# Thread: Parametric tangent line

1. ## Parametric tangent line

Find parametric equations for the tangent line to the curve with the given parametric equations at the specified point.

$x=ln(t), y=2(sqrt(t)), z=t^2; (0,2,1)$

My question is, do I simply solve for t (t=1) and then take a derivative of each? I'm confused on what it is asking for.

2. Originally Posted by Rhode963
Find parametric equations for the tangent line to the curve with the given parametric equations at the specified point.

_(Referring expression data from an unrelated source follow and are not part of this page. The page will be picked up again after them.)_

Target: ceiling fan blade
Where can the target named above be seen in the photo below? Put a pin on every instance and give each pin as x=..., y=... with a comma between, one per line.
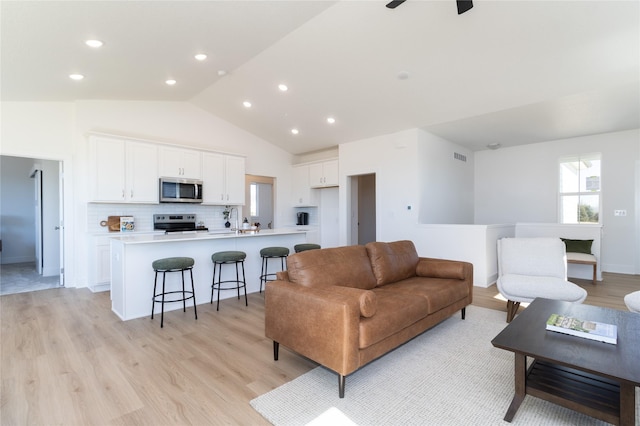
x=395, y=3
x=464, y=5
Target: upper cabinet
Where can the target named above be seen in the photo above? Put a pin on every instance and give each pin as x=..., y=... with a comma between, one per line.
x=180, y=163
x=302, y=194
x=123, y=171
x=223, y=179
x=323, y=174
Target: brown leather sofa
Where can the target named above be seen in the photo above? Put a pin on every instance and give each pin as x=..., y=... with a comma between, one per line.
x=344, y=307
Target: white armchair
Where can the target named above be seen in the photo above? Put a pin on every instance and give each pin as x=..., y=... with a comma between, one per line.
x=534, y=267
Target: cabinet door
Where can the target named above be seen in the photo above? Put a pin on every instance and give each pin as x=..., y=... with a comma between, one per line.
x=192, y=164
x=301, y=189
x=180, y=163
x=330, y=169
x=109, y=170
x=213, y=177
x=316, y=175
x=142, y=172
x=235, y=180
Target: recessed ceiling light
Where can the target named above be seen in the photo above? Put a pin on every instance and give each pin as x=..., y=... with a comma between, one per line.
x=94, y=43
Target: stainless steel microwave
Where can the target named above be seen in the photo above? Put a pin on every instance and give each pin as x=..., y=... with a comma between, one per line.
x=174, y=190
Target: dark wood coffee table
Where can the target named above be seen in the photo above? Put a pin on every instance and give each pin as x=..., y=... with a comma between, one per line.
x=594, y=378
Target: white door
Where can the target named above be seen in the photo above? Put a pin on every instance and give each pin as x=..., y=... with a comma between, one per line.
x=38, y=215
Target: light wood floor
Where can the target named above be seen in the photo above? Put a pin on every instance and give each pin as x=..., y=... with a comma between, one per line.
x=67, y=359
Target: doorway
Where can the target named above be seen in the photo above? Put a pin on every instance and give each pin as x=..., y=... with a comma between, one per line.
x=363, y=208
x=30, y=219
x=259, y=200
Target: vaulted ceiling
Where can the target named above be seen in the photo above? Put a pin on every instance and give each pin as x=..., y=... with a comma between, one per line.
x=507, y=72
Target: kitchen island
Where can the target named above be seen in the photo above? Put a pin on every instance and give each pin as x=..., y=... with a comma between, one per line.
x=132, y=275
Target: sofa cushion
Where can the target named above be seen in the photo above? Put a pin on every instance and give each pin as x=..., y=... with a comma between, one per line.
x=340, y=266
x=440, y=269
x=438, y=292
x=396, y=311
x=392, y=262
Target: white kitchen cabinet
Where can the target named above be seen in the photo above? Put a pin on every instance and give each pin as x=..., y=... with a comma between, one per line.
x=100, y=264
x=223, y=179
x=180, y=163
x=302, y=195
x=123, y=171
x=323, y=174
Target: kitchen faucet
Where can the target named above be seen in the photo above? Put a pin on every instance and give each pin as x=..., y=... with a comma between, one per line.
x=237, y=227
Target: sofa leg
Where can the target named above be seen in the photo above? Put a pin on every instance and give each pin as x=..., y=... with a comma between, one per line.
x=512, y=309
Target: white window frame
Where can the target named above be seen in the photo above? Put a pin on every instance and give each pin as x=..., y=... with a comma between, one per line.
x=579, y=193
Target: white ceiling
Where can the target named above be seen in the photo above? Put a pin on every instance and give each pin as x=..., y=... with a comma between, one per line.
x=508, y=72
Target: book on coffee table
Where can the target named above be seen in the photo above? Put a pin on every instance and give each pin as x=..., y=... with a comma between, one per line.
x=593, y=330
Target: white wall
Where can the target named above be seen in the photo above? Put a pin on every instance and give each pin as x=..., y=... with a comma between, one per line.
x=53, y=130
x=520, y=184
x=413, y=169
x=446, y=182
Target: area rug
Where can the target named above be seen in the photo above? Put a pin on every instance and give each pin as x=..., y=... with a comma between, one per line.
x=450, y=375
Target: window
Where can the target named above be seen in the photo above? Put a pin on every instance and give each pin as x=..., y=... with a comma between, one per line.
x=579, y=193
x=253, y=197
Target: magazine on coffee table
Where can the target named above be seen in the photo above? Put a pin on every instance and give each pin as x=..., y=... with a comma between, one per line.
x=593, y=330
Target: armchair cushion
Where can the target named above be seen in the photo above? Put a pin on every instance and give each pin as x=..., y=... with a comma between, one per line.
x=532, y=256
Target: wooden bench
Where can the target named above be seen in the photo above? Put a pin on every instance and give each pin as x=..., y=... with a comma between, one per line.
x=583, y=259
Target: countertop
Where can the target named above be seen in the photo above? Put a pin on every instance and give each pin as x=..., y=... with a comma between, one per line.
x=147, y=238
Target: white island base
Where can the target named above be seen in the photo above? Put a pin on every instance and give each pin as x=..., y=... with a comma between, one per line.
x=132, y=275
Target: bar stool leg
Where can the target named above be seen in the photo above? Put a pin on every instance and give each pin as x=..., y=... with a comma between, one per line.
x=164, y=276
x=184, y=300
x=153, y=298
x=193, y=292
x=244, y=281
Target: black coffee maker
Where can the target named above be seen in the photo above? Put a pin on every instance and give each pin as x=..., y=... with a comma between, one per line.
x=303, y=218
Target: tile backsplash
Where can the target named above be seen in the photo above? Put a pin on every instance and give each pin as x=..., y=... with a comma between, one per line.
x=211, y=216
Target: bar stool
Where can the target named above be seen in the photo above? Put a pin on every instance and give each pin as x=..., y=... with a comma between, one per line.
x=271, y=253
x=223, y=258
x=305, y=246
x=164, y=266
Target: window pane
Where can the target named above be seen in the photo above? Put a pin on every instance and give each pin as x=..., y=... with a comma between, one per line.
x=569, y=209
x=589, y=208
x=253, y=208
x=590, y=176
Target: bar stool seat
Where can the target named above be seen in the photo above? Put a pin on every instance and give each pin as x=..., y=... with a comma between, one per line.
x=271, y=253
x=167, y=265
x=227, y=258
x=305, y=246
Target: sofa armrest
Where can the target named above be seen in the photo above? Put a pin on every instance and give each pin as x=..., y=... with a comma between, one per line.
x=443, y=268
x=318, y=323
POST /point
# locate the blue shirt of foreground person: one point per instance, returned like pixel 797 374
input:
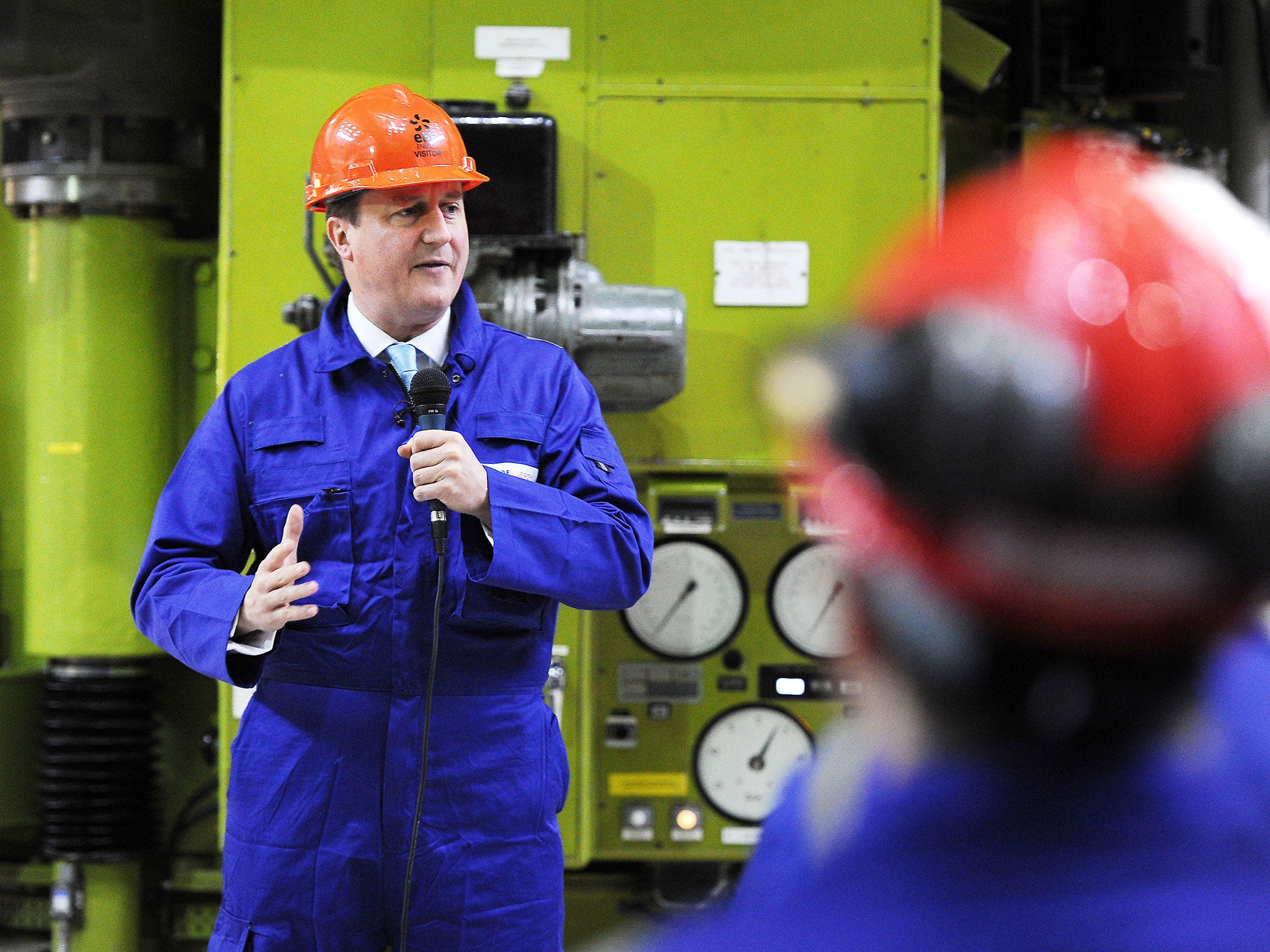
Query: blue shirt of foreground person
pixel 305 462
pixel 878 850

$x=ln(t), y=2(sqrt(t)), z=t^2; (0,2,1)$

My question is, do I simply solve for t (t=1) and then take a derivative of each? I'm confused on what it is asking for.
Well, it is asking for parametric equations of the tangent line!

You should know that if you are given a curve as (x(t), y(t), z(t)) then the derivative vector <x'(t), y'(t), z'(t)> is tangent to the curve. You should also know that parametric equations for a line through $(x_0, y_0, z_0)$ with "direction vector" <A, B, C> are $x= At+ x_0$, $y= Bt+ y_0$, and $z= Ct+ z_0$.

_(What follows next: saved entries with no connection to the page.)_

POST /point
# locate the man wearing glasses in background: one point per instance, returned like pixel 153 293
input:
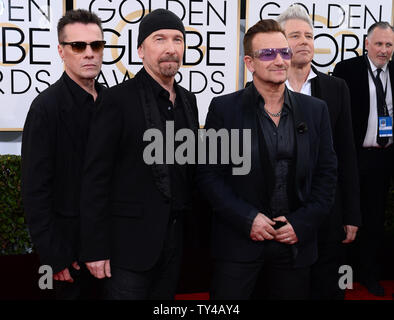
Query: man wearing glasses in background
pixel 53 150
pixel 265 222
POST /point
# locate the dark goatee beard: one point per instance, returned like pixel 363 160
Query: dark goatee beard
pixel 169 70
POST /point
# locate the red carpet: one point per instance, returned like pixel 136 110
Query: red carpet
pixel 359 292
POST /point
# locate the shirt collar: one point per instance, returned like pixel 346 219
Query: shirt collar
pixel 257 98
pixel 80 95
pixel 311 75
pixel 374 68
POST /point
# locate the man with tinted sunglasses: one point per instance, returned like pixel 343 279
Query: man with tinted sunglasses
pixel 53 151
pixel 345 217
pixel 265 222
pixel 133 211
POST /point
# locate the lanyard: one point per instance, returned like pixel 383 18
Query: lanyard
pixel 375 81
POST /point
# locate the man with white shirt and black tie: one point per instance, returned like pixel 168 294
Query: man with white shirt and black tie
pixel 370 79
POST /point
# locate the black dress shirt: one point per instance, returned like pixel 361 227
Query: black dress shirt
pixel 280 141
pixel 179 174
pixel 85 106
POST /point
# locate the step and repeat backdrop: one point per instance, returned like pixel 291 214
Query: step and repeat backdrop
pixel 339 26
pixel 29 61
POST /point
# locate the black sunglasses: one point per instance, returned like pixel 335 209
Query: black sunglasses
pixel 80 46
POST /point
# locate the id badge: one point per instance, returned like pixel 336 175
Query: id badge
pixel 385 127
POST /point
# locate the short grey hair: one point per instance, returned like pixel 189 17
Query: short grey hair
pixel 295 11
pixel 381 25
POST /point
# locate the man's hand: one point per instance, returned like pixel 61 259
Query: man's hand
pixel 99 269
pixel 351 232
pixel 64 275
pixel 262 228
pixel 286 233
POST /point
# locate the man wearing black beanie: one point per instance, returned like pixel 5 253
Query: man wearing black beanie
pixel 133 211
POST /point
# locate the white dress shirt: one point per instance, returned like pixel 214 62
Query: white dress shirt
pixel 371 135
pixel 307 86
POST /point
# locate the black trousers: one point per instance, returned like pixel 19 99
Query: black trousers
pixel 375 167
pixel 158 283
pixel 84 287
pixel 272 276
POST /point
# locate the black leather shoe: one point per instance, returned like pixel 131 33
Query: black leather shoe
pixel 373 287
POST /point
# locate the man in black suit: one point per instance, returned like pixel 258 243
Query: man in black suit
pixel 370 78
pixel 53 151
pixel 132 209
pixel 345 217
pixel 291 181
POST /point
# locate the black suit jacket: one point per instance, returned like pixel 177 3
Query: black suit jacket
pixel 236 199
pixel 125 203
pixel 346 210
pixel 355 72
pixel 52 165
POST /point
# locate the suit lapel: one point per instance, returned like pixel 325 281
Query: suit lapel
pixel 69 116
pixel 160 172
pixel 259 150
pixel 302 143
pixel 315 85
pixel 391 73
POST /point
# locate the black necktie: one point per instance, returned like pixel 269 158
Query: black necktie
pixel 381 106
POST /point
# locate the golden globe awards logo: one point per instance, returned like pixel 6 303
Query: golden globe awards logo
pixel 339 26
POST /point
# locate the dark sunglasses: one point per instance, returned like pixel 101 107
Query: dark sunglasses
pixel 80 46
pixel 270 54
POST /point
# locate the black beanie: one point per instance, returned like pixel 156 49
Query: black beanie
pixel 156 20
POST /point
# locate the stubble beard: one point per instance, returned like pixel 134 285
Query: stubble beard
pixel 171 69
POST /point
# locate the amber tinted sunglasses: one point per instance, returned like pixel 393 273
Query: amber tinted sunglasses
pixel 80 46
pixel 270 54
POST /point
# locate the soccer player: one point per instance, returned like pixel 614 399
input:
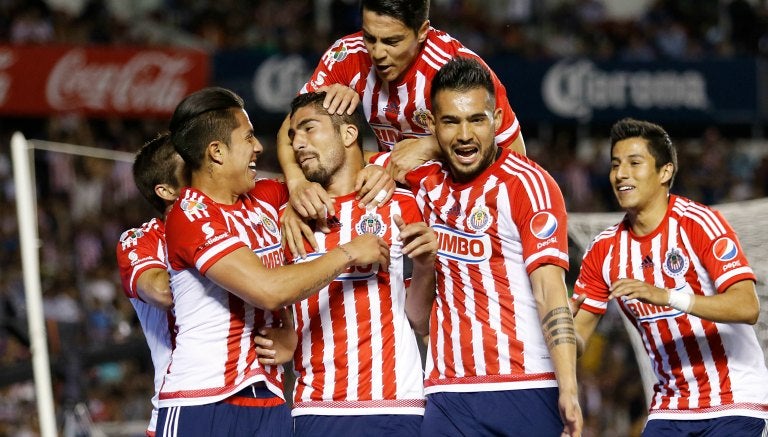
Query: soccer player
pixel 389 66
pixel 141 255
pixel 358 364
pixel 677 271
pixel 501 335
pixel 227 278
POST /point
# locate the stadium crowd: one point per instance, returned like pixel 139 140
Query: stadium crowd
pixel 84 203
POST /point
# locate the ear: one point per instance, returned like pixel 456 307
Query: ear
pixel 167 192
pixel 665 173
pixel 421 35
pixel 215 152
pixel 349 134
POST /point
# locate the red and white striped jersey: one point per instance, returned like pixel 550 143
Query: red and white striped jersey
pixel 396 111
pixel 485 333
pixel 215 355
pixel 141 249
pixel 357 353
pixel 704 369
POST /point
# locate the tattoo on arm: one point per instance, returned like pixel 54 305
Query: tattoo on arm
pixel 558 327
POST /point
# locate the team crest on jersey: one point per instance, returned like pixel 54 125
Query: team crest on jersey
pixel 725 249
pixel 371 223
pixel 479 219
pixel 421 117
pixel 675 262
pixel 543 225
pixel 339 51
pixel 269 224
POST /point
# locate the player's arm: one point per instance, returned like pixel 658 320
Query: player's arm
pixel 550 293
pixel 242 272
pixel 737 304
pixel 154 287
pixel 277 345
pixel 420 245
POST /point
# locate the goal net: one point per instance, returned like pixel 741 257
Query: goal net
pixel 744 216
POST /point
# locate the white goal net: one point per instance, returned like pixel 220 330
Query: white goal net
pixel 746 217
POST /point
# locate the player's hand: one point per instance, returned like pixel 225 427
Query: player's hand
pixel 311 201
pixel 276 345
pixel 419 240
pixel 374 186
pixel 640 290
pixel 368 249
pixel 293 232
pixel 410 153
pixel 570 413
pixel 340 99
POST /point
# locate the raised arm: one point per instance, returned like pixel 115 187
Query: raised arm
pixel 548 285
pixel 154 287
pixel 242 273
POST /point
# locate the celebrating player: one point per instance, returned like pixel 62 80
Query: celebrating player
pixel 227 278
pixel 677 271
pixel 501 336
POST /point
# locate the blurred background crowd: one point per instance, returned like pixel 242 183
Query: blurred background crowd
pixel 97 348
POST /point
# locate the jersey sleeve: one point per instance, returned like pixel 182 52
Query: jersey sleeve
pixel 139 250
pixel 538 210
pixel 197 234
pixel 718 248
pixel 590 281
pixel 340 64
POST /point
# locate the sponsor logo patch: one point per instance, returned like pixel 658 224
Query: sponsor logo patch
pixel 543 225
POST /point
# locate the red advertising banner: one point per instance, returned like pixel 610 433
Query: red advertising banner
pixel 98 81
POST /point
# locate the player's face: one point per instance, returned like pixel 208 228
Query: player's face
pixel 635 180
pixel 391 45
pixel 242 153
pixel 464 123
pixel 317 145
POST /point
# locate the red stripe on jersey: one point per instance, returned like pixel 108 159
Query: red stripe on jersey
pixel 234 339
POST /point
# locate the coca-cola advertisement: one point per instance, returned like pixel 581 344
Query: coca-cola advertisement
pixel 98 81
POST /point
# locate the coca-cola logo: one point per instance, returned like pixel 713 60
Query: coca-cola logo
pixel 149 81
pixel 575 89
pixel 6 61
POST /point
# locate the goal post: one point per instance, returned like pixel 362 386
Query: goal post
pixel 30 261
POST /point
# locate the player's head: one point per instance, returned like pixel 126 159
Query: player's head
pixel 464 117
pixel 325 143
pixel 211 128
pixel 158 172
pixel 643 162
pixel 393 33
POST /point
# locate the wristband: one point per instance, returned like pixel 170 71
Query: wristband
pixel 680 301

You are given the point and the "direction vector" of a tangent line is a tangent vector at that point. Differentiate x, y, and z with respect to t, evaluate at t= 1, and use that as the "direction vector" of the line.

3. So $x'=1/t, y'=t^(-1/2), z'=2t$ and evaluated at t=1, $x'=1, y'=1, z'=2$, meaning the parametric tangent line is... $x=1+ln(t), y=1+2(sqrt(t)), z=2+t^2$ ?